Astronomers Save Chile's Dark Skies From Energy Project

🦸 Hero Alert

After a year of protests, astronomers successfully convinced an American energy company to scrap plans for a massive facility that would have flooded Chile's pristine Atacama Desert with light pollution. The rare victory protects some of Earth's most powerful telescopes and the world's clearest views of the cosmos.

Astronomers around the world are celebrating after winning a David-versus-Goliath battle to protect some of the planet's most important telescopes from light pollution.

AES Andes, a subsidiary of an American energy company, announced last week it's abandoning plans for a sprawling renewable energy facility in Chile's Atacama Desert. The project would have sat just five kilometers from the European Southern Observatory's Paranal Observatory, home to the Very Large Telescope that's revolutionizing our understanding of the universe.

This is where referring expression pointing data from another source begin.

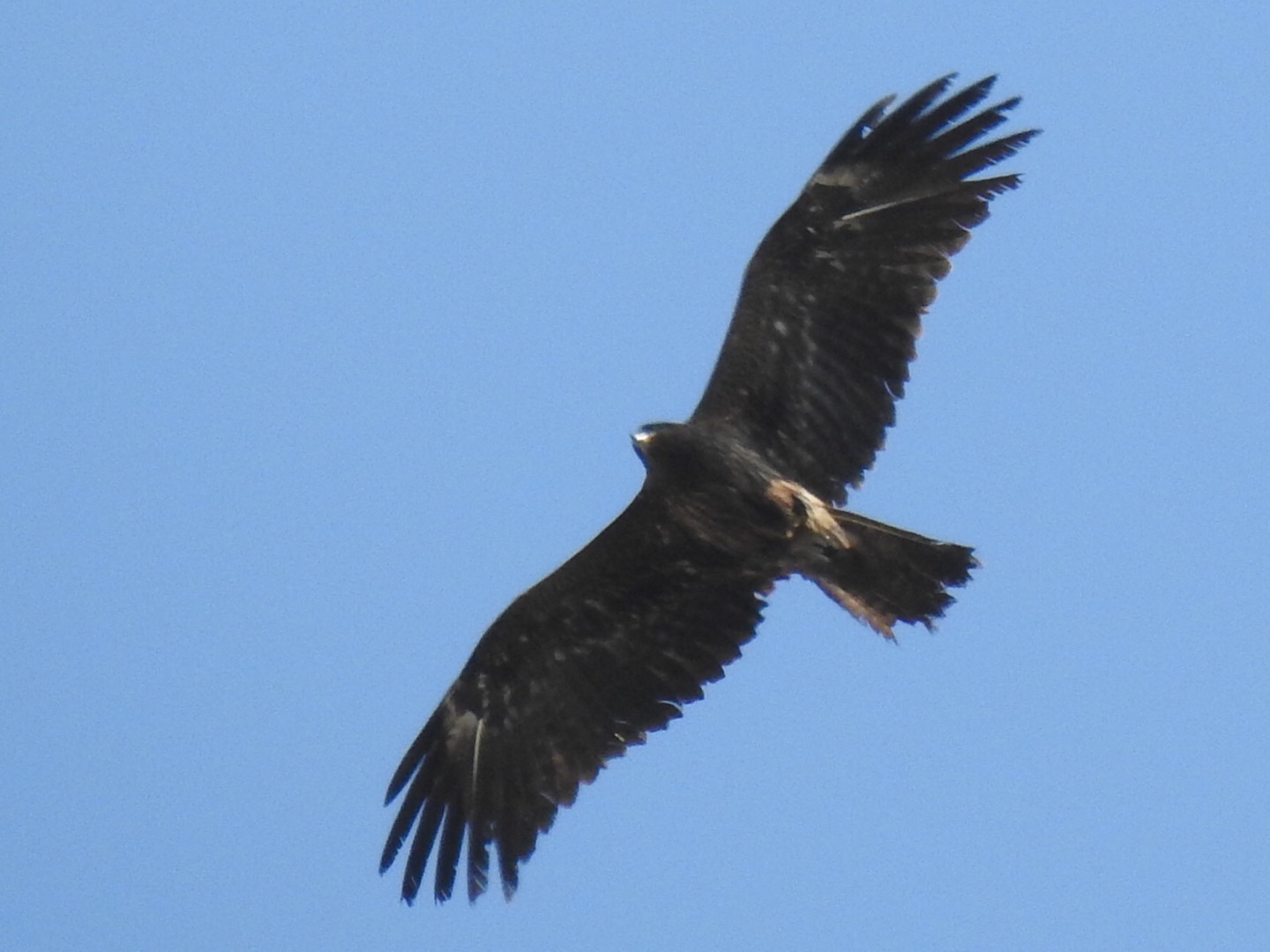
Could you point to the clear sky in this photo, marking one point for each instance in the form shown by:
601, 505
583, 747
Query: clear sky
322, 333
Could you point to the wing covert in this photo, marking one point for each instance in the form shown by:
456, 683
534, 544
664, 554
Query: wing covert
831, 303
576, 671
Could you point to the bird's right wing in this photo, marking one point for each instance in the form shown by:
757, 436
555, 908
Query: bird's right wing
832, 301
576, 671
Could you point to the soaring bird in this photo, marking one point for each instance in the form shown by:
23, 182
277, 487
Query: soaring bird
746, 493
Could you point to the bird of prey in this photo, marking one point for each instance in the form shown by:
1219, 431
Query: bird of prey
746, 493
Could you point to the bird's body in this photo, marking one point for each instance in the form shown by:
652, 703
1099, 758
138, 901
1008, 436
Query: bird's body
746, 493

The Atacama Desert hosts some of Earth's darkest, clearest skies, which is exactly why it's become home to several of the world's most powerful ground-based telescopes. Scientists feared the proposed INNA project would increase light pollution by at least 35 percent and create atmospheric turbulence that would blur their views of distant galaxies and stars.

The fight began when María Teresa Ruiz, an astronomer at the University of Chile, launched a letter-writing campaign to news organizations and scientific journals in early 2025. Nobel laureate Reinhard Genzel joined the cause, traveling to Paranal with Germany's president to demand action.

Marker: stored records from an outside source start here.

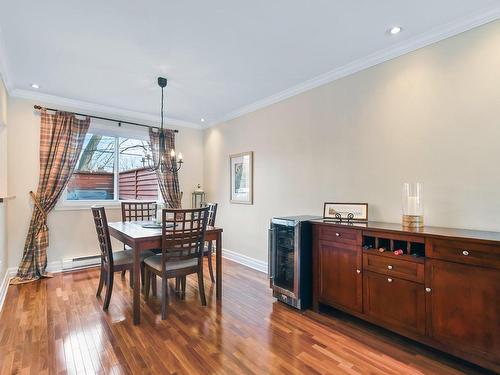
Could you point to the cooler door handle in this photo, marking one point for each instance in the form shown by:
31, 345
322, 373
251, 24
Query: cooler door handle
271, 254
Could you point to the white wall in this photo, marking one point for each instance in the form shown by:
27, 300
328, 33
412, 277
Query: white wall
71, 232
3, 184
431, 116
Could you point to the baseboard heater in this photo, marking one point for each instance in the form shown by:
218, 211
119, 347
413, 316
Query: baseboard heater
81, 262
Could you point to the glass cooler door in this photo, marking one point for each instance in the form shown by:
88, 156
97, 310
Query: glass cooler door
283, 257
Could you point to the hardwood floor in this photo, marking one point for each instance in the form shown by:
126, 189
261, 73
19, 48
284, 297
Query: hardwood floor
57, 326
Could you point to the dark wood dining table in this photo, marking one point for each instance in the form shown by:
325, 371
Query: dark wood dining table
133, 234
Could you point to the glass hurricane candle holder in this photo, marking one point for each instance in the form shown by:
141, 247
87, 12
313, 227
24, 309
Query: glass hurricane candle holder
413, 204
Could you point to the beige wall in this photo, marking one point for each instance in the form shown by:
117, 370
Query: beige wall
71, 232
432, 116
3, 183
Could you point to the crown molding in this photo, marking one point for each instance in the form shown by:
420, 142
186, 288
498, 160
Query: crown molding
96, 108
433, 36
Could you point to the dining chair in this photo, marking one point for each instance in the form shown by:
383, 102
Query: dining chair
183, 239
111, 262
212, 212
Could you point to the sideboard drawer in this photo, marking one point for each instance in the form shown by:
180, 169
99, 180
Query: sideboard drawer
466, 252
342, 235
394, 267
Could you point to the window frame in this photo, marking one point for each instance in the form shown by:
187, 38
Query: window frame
117, 131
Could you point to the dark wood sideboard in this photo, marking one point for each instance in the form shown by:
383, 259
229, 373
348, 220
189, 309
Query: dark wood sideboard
443, 291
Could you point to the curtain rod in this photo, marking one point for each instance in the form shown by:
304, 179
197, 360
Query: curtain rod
39, 107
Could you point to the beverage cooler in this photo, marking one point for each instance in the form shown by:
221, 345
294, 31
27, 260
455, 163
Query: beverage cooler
290, 260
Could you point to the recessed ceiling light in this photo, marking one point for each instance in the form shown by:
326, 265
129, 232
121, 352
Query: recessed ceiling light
395, 30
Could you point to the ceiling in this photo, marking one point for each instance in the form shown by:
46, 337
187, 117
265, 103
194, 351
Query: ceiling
222, 57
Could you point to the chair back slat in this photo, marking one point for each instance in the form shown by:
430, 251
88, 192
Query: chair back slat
101, 227
183, 233
138, 211
212, 213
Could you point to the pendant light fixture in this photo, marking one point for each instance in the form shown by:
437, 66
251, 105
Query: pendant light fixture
175, 160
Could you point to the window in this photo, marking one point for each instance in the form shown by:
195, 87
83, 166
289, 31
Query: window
112, 167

By November, dozens of international astronomers penned an open letter to Chile's government. They weren't asking the company to abandon the green energy project entirely, just to move it 50 kilometers away where it wouldn't interfere with scientific research.

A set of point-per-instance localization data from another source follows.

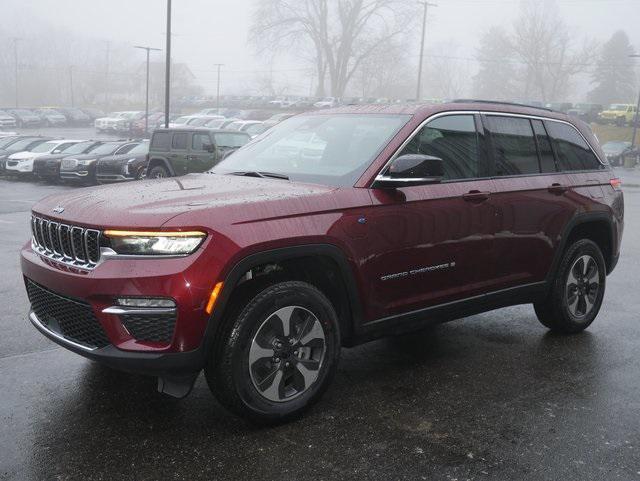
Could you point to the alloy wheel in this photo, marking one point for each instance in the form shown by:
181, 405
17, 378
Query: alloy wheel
287, 353
583, 285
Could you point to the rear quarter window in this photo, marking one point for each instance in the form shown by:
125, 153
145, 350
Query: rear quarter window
572, 151
161, 141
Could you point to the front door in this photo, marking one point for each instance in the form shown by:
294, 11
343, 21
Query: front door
433, 244
202, 153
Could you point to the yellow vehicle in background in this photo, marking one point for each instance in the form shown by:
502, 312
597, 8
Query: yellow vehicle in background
619, 114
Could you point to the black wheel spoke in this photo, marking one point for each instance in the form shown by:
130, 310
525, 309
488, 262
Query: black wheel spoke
286, 353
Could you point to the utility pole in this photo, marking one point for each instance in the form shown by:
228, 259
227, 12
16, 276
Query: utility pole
146, 102
15, 60
636, 119
71, 84
106, 78
219, 65
425, 5
167, 76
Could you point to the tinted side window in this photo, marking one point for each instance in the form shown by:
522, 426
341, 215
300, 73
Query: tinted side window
160, 141
571, 149
514, 148
179, 141
200, 141
547, 162
454, 139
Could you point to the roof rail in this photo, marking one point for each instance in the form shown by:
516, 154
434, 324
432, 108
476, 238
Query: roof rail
515, 104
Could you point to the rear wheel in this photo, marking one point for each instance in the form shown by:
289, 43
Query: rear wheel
578, 290
278, 355
158, 172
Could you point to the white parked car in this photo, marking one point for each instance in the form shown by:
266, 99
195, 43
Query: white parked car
6, 120
117, 121
327, 103
193, 120
22, 162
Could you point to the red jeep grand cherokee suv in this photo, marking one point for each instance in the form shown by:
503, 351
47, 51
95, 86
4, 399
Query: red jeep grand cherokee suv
333, 228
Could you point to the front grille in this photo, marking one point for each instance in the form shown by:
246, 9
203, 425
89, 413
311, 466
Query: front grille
70, 245
153, 328
74, 320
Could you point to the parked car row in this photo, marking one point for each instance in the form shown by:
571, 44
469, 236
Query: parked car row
173, 152
47, 117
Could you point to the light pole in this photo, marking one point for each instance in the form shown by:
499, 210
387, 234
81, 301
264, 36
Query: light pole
71, 85
636, 119
15, 59
425, 5
219, 65
167, 70
146, 101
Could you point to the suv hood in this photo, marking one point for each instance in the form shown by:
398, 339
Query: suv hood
151, 203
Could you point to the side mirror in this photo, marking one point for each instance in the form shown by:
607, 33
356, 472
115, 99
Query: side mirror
411, 169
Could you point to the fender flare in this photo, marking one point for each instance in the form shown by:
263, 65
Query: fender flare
576, 221
164, 162
277, 255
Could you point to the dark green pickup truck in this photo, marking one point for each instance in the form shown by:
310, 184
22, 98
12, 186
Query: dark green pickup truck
187, 150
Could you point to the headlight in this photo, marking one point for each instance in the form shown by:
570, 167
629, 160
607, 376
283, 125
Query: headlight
154, 243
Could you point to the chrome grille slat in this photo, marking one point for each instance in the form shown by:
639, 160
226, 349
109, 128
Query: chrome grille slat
71, 245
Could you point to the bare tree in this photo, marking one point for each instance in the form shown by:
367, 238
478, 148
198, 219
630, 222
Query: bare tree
341, 34
497, 74
542, 42
614, 78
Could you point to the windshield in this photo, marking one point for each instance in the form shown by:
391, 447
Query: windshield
230, 139
45, 147
326, 149
6, 141
78, 148
23, 144
142, 148
108, 148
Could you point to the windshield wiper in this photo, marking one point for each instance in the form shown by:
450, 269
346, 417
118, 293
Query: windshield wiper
262, 174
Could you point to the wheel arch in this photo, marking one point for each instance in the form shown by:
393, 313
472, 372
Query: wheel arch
349, 308
153, 161
595, 226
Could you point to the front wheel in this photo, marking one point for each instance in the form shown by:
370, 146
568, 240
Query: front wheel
577, 292
158, 172
278, 355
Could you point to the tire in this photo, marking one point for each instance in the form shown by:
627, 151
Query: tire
254, 349
158, 172
572, 306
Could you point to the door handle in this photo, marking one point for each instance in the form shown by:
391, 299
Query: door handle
558, 189
476, 196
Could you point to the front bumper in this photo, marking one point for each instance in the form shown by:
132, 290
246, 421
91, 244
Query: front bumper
146, 363
175, 278
19, 166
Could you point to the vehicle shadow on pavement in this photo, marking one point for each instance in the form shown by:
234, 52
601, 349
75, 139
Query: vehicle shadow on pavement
465, 387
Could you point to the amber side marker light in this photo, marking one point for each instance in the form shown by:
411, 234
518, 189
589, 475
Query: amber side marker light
139, 233
212, 298
616, 184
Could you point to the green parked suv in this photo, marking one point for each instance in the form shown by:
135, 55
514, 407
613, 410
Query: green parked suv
183, 151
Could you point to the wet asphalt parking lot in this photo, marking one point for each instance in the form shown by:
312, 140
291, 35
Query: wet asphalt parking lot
493, 396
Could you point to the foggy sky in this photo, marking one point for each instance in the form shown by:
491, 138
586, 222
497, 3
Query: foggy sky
215, 31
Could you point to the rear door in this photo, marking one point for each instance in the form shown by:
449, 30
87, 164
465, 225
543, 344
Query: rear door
202, 152
180, 152
433, 244
531, 206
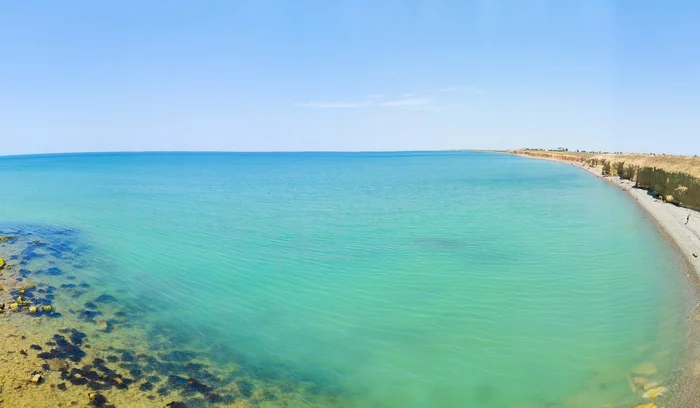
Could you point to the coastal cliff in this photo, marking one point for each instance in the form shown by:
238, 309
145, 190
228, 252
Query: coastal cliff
675, 179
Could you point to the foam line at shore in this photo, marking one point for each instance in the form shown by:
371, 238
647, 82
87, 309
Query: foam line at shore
670, 218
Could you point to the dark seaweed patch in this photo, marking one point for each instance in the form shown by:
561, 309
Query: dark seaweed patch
77, 337
245, 388
64, 350
177, 355
88, 315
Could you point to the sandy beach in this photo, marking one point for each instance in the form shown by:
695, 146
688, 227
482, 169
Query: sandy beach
684, 234
671, 219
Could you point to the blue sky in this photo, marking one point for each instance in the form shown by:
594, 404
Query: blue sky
349, 75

Astronomers Save Chile's Dark Skies From Energy Project

The breakthrough came when Chile's president-elect José Antonio Kast publicly opposed the project's location. Ruiz celebrated with champagne. Within weeks, AES Andes announced it was pulling the plug on INNA.

The Ripple Effect

The victory demonstrates how coordinated community action can protect important scientific resources. Ruiz and fellow astronomers are now working with Chilean senators to pass legislation that would permanently protect the nation's observatory sites from future threats.

Chile hosts multiple world-class telescopes, including the new Vera C. Rubin Observatory, which uses the world's largest digital camera to map the night sky in unprecedented detail. Protecting these sites means protecting humanity's ability to explore the cosmos and answer fundamental questions about our universe.

The success story offers lessons for other astronomical battles. Genzel believes similar collaborative approaches, especially those involving local communities from the start, could resolve conflicts like the decade-long dispute over Hawaii's Thirty Meter Telescope.

Astronomers worldwide are now using the same community organizing tactics to address satellite mega constellations that streak across telescope images. Nearly 10,000 satellites already orbit Earth, with hundreds of thousands more planned.

This win proves that when scientists, government officials, and the public work together, they can protect resources that benefit all of humanity.